A look at the other two teams in the Corvallis regional:

GEORGIA (RPI 17): Under coach David Perno (10th year), Georgia played the nation's toughest schedule. The Bulldogs had 34 games against ranked opponents, going 16-18. They won at UCLA and USC on an early-season West Coast trip and went 3-2 in the SEC tournament, including a 4-2 win over South Carolina.

During the years, OSU is 6-1 versus Georgia, including a win at the 2006 College World Series. The Beavers beat the Bulldogs two of three at PGE Park in 2008.
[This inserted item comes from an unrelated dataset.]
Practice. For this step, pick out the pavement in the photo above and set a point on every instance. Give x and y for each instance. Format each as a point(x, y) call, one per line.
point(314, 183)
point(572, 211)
Right-hander Michael Palazzone, a 6-2, 195-pound junior (10-4, 3.20) was the only Bulldog named to the SEC all-tourney team. No other starter has distinguished himself on the Georgia staff. Levi Hyams, a 6-2, 200-pound) junior second baseman (.318, four homers, 45 runs, 37 RBIs) and Kyle Farmer, a 6-0, 190-pound sophomore shortstop (.304, seven homers, 53 RBIs), are the top sticks.

CREIGHTON (RPI 29): Ed Servais, in his eighth season, is a four-time MVC coach of the year. The Blue Jays were both the conference regular-season and tournament champions.

They are led by three seniors who are first-team all-MVC: Right fielder Trevor Adams (.392, 14 homers, 57 RBIs, 14 stolen bases), shortstop Jimmy Swift (.276, 3 HRs, 41 RBIs) and right-hander Jonas Dufek (11-1, 2.17 ERA). Dufek was MVP of the MVC tourney.